Environment:Openai Whisper Triton
| Knowledge Sources | |
|---|---|
| Domains | Infrastructure, GPU_Computing |
| Last Updated | 2025-06-25 00:00 GMT |
Overview
OpenAI Triton compiler for GPU-accelerated kernels used in Whisper's DTW alignment and median filtering operations. Optional dependency; falls back gracefully to CPU alternatives.
Description
Whisper includes custom Triton GPU kernels for two performance-critical operations in the word-level timestamp pipeline: Dynamic Time Warping (`dtw_kernel`) and median filtering (`median_filter_cuda`). Triton compiles Python-like kernel code to optimized GPU machine code at runtime. Triton is a conditional dependency — it is only installed on x86_64 Linux systems and its import failure is handled gracefully with fallback to CPU alternatives.
Usage
Use this environment when word-level timestamps are requested on a CUDA GPU. The Triton kernels accelerate the DTW alignment and median filtering steps.
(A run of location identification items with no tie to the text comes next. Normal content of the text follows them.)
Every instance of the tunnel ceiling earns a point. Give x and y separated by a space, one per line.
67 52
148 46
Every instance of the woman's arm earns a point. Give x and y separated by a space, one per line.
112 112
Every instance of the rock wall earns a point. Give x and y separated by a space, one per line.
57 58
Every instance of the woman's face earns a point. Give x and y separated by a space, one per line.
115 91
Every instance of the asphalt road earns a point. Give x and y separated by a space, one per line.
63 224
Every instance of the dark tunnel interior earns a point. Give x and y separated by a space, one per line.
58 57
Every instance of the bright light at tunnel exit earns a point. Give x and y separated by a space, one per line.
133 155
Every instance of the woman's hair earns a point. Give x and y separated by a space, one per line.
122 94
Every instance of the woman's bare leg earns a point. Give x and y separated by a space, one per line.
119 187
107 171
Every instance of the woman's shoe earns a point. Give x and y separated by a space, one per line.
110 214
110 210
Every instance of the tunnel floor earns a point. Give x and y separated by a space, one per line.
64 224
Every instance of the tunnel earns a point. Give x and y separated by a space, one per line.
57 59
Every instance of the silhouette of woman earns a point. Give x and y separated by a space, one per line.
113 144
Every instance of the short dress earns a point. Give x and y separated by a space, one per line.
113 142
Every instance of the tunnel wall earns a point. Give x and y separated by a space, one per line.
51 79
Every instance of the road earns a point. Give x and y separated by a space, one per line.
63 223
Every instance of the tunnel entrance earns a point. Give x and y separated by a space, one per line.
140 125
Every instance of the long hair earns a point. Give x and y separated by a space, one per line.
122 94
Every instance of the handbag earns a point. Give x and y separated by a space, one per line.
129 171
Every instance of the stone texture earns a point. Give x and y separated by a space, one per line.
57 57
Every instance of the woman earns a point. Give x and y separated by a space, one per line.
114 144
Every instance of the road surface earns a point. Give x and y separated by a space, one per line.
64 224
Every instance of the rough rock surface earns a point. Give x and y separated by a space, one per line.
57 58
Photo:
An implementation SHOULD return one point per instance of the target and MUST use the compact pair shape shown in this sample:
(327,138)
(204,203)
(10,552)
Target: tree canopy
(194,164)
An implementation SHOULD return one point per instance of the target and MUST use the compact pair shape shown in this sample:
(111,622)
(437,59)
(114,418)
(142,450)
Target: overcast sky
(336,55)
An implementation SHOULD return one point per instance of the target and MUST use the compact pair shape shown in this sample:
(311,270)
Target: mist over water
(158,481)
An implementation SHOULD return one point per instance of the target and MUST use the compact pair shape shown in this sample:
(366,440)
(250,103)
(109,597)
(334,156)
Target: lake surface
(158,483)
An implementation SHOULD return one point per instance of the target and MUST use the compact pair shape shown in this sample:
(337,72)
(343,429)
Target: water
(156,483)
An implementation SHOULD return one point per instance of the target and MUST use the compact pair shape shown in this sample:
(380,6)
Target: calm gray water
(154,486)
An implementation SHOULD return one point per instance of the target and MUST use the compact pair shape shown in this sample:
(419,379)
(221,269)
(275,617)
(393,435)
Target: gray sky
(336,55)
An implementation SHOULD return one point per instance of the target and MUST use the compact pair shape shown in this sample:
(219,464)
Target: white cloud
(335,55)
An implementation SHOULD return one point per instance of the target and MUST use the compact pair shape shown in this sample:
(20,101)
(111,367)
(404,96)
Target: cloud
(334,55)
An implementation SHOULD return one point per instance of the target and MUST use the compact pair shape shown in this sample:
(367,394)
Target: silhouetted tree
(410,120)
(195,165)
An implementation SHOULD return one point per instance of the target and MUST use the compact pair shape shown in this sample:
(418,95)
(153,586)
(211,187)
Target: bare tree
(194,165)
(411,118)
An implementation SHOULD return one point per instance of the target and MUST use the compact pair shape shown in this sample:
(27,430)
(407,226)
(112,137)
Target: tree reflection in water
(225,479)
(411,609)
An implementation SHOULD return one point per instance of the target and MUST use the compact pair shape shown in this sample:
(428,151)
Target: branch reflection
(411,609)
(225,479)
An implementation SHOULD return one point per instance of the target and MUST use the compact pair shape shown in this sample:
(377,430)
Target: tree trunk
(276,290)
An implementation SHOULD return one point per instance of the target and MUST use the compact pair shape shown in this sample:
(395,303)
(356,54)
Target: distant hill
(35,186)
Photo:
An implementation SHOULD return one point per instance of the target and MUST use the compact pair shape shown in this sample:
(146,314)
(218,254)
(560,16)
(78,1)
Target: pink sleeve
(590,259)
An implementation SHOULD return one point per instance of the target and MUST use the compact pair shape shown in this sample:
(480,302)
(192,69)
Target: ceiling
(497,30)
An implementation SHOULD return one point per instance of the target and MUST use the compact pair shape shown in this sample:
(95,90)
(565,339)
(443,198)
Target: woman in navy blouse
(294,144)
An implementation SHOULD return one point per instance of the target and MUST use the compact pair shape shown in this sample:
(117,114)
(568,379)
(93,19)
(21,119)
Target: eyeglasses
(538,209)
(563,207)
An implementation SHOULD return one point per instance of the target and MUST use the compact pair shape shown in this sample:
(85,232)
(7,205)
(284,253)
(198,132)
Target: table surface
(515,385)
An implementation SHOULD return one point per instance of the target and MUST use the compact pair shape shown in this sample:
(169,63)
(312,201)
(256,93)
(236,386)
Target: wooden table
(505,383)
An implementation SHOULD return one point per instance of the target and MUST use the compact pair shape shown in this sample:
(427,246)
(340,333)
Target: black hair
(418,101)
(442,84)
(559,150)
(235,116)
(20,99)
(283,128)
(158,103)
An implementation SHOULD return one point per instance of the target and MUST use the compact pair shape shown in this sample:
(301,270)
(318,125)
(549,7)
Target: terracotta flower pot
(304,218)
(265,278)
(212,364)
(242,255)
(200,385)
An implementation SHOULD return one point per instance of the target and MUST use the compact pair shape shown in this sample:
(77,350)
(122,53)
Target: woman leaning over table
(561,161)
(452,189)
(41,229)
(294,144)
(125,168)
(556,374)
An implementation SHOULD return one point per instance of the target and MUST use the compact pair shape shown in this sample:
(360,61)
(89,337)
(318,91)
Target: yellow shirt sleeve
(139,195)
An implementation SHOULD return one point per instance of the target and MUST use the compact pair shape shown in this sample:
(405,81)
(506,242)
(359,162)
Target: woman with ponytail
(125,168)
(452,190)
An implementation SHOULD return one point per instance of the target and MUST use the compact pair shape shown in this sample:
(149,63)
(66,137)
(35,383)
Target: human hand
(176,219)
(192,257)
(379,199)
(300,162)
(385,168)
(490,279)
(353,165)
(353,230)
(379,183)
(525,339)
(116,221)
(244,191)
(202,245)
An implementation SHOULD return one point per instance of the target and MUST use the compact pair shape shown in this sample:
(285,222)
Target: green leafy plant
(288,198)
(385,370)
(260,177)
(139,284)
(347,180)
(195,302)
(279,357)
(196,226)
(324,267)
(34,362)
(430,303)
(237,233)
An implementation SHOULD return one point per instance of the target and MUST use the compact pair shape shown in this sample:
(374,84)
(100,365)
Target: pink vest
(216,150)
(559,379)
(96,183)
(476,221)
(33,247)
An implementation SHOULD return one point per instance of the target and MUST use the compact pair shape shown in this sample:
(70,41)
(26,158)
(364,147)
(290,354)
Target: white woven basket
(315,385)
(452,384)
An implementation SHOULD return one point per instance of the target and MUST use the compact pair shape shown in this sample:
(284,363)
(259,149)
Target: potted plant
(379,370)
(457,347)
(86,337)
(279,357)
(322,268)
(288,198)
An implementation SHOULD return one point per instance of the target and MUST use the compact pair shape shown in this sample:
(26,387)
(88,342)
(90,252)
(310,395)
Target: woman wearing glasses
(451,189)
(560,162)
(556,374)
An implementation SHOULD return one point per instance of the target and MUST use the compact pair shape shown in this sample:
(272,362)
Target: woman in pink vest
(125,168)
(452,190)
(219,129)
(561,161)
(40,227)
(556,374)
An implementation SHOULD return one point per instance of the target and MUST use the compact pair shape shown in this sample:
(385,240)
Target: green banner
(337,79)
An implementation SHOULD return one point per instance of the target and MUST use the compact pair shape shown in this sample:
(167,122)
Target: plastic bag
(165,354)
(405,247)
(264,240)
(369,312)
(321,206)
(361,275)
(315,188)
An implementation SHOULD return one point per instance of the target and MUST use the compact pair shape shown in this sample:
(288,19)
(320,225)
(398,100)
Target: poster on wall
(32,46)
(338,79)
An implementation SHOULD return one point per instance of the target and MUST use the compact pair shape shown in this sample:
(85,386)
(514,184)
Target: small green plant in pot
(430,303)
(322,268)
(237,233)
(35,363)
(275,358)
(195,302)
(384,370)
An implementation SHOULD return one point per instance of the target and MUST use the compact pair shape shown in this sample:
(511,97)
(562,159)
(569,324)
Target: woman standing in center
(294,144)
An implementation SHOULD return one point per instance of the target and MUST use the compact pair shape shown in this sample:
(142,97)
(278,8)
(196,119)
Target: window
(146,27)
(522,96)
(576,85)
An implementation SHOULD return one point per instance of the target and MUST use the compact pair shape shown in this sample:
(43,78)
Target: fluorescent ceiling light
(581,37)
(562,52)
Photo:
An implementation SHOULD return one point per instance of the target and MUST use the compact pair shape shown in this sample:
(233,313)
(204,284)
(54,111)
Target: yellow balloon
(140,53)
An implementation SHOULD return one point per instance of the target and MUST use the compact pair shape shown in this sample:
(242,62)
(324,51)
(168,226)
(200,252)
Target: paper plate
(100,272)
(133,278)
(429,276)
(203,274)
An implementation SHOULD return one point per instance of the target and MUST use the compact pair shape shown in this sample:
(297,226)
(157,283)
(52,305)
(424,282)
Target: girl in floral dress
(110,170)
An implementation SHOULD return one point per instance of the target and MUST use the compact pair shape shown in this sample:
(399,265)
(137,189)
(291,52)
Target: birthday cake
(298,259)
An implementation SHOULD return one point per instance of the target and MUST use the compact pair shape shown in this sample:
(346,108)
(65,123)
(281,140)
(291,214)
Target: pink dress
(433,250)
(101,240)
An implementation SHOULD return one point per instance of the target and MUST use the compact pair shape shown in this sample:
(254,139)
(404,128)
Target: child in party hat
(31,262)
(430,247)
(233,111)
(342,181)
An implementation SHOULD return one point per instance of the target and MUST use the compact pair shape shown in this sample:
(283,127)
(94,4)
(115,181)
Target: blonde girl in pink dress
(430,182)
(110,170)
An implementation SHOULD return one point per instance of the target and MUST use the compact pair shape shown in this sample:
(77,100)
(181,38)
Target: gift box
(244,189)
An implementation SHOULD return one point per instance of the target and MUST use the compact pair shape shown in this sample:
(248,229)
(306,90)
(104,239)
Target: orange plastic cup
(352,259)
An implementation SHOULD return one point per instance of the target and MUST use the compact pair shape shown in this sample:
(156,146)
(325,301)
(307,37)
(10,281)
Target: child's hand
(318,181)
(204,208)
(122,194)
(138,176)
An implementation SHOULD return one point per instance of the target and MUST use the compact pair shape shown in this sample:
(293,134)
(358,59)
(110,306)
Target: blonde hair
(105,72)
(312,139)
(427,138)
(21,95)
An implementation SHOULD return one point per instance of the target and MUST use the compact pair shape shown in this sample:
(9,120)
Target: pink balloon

If Triton is not available or fails to compile, Whisper falls back to Numba (for DTW) and PyTorch sort-based median (for filtering), with a warning.
System Requirements
| Category | Requirement | Notes |
|---|---|---|
| OS | Linux (x86_64 only) | Triton is conditionally installed only on x86_64 Linux |
| Hardware | NVIDIA CUDA GPU | Required for Triton kernel execution |
| CUDA Toolkit | Compatible with installed PyTorch | Triton compiles PTX at runtime |
Dependencies
Python Packages
- `triton` >= 2.0 (conditional: x86_64 Linux only)
- `torch` with CUDA support
Credentials
No credentials required.
Quick Install
# Automatically installed on x86_64 Linux via:
pip install openai-whisper
# Or install manually:
pip install triton>=2.0
Code Evidence
Conditional dependency in `pyproject.toml:31`:
"triton>=2; (platform_machine=='x86_64' and sys_platform=='linux') or sys_platform=='linux2'",
Import with error handling in `whisper/triton_ops.py:6-10`:
try:
import triton
import triton.language as tl
except ImportError:
raise RuntimeError("triton import failed; try `pip install --pre triton`")
Graceful fallback for DTW from `whisper/timing.py:142-151`:
def dtw(x: torch.Tensor) -> np.ndarray:
if x.is_cuda:
try:
return dtw_cuda(x)
except (RuntimeError, subprocess.CalledProcessError):
warnings.warn(
"Failed to launch Triton kernels, likely due to missing CUDA toolkit; "
"falling back to a slower DTW implementation..."
)
return dtw_cpu(x.double().cpu().numpy())
Graceful fallback for median filter from `whisper/timing.py:36-45`:
if x.is_cuda:
try:
from .triton_ops import median_filter_cuda
result = median_filter_cuda(x, filter_width)
except (RuntimeError, subprocess.CalledProcessError):
warnings.warn(
"Failed to launch Triton kernels, likely due to missing CUDA toolkit; "
"falling back to a slower median kernel implementation..."
)
Common Errors
| Error Message | Cause | Solution |
|---|---|---|
| `RuntimeError: triton import failed; try pip install --pre triton` | Triton not installed when `triton_ops.py` is imported directly | `pip install triton>=2.0` (Linux x86_64 only) |
| `Failed to launch Triton kernels, likely due to missing CUDA toolkit` | CUDA toolkit not properly installed or incompatible | Install matching CUDA toolkit or ignore warning (CPU fallback is used) |
| `RuntimeError` or `CalledProcessError` during kernel compilation | Triton compilation failure | Triton falls back to CPU path automatically; ensure CUDA toolkit matches PyTorch |
Compatibility Notes
- Linux x86_64 only: Triton is not installed on macOS, Windows, or ARM Linux. This is handled at the package level via conditional dependency in `pyproject.toml`.
- Lazy import: Triton is only imported when GPU-accelerated DTW or median filtering is actually invoked (via `from .triton_ops import ...`). CPU-only workflows never trigger the import.
- Graceful degradation: Both `dtw()` and `median_filter()` catch `RuntimeError` and `CalledProcessError` and fall back to CPU alternatives with a warning message.
- DTW BLOCK_SIZE constraint: The CUDA DTW kernel requires that the number of text tokens (M) be less than the `BLOCK_SIZE` (default 1024). This is asserted in `dtw_cuda()`.